Como estaban cansados de remar y el mar estaba tan calmo, se echaron a dormir despreocupadamente. - Mañana será otro día- dijo el mayor. - Todo tiene remedio, menos la muerte - declaró solemne el del medio, rememorando una frase que había aprendido no sabía él de quién ni dónde. - Buenas noches - concluyó menos sentencioso el menor, entre bostezos. Era tardísimo y habían tenido un día agitado, de manera que no tardaron ni tres segundos en dormirse.
Entonces fue que sucedió el milagro. Sucedió, según cuentan, que, aunque parezca poco probable, esa noche tan quieta los tres hermanos soñaron exactamente lo mismo. Soñaron que desde allí lanzaban las redes al mar, se echaban a dormir y al poco rato un temblor remecía peligrosamente la barcaza. - Jacobo, despierta - le decía en el sueño un Jacobo a otro - hay algo que se mueve allá abajo.
- ¿Abajo, dónde? - respondía el recién despertado, todavía en la bruma del sueño dentro del sueño. - En el agua, tira. Y entre los tres tiraban y tiraban, con toda la fuerza que puede tener alguien dentro de una fantasmagoría. Después de mucho tirar, en cada uno de los sueños (cada cual idéntico al otro) pescaban el mismo animal: una gigantesca criatura hecha de retazos, como la baranda de su balcón, la piel colorida y reluciente, como el muro de botellas que separaba la calle
de su casa: una especie de ballenato estrafalario que respiraba fuera del agua como un pájaro. Y como un pájaro se sacudió tan pronto subió a la barcaza. Y extendió unas tremendas alas de las que colgaban minúsculos restos de naufragios, y como un enorme pájaro se elevó en la oscuridad de la noche, alejándose cada vez más del mar, a través del cielo, despertándolos a los tres del susto.

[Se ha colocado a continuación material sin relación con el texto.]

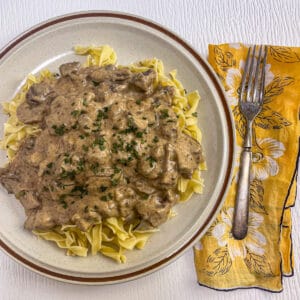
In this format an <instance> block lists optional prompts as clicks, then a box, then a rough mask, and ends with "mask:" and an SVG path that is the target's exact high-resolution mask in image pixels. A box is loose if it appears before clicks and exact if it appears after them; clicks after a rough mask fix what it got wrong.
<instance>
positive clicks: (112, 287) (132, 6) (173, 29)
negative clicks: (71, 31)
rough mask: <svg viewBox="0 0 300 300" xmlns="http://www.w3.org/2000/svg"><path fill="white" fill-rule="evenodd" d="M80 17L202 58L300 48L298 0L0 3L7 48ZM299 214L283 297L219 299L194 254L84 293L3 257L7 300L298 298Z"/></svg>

Se encontraron entonces en medio de un mar batiente, pero amable, sobre el
que reverberaban las primeras luces del amanecer. - ¿A que no sabes qué soñé anoche? - les preguntó algo azorado el Jacobo menor a sus hermanos, como si sintiera aún el monstruoso aleteo. - A que te digo - le respondió el Jacobo mayor, reconociendo en el rostro de los otros dos Jacobos la misma expresión de asombro que adivinaba en el suyo. - Hemos salvado el mar - concluyó el
Jacobo mediano, ya plenamente consciente de su proeza. Como ya tenían hambre y algo estupendo para contar, los tres Jacobos remaron de vuelta a la orilla. Al regresar, contaron su historia y, como se habrán imaginado, nadie les creyó. - No había de qué preocuparse, se los dije respondió el viejo Bonín, echando una
miradita complacida sobre las pequeñas olas y el suave meneo de los almendros. - Estos muchachos están cada vez más locos - añadió la vecina Marta, entre resignada y compasiva. Pero a los Jacobos, como siempre, no les importaba lo que pensaran sus vecinos que, después de todo, no creían ni en la luz eléctrica. Ellos sabían bien que el mar había vuelto gracias a ellos. También sabían que su misión aún no había terminado. Era lunes por la
mañana y en pocos días volverían a recibir la visita de la Gente. El mundo necesitaba a los tres Jacobos, al g rande, al mediano y al chiquito. Había mucho por hacer, y cualquier día regresaría aquel monstruo de los despojos a llevarse el mar. Esto fue hace muchos años, cuando ninguno de los Jacobos, ni el grande, ni el mediano ni el chiquito, tenía novia, ni imaginaba que s us des cendientes vendríamos después a poblar Playa Jacobo de gente que también cuenta cosas
extrañas, cree en seres mágicos y defiende, hasta en sueños, al mar y a todo lo que reluce abandonado en cualquier orilla. Eso he escuchado en casa desde que puedo acordarme y cuando veo el mundo que me rodea, tan necesitado de Jacobos, no encuentro razón alguna para creer que haya pasado de otra manera. Y te cuento otra vez la historia, para que tú tampoco la olvides, y la cuentes algún día, tal y como sucedió.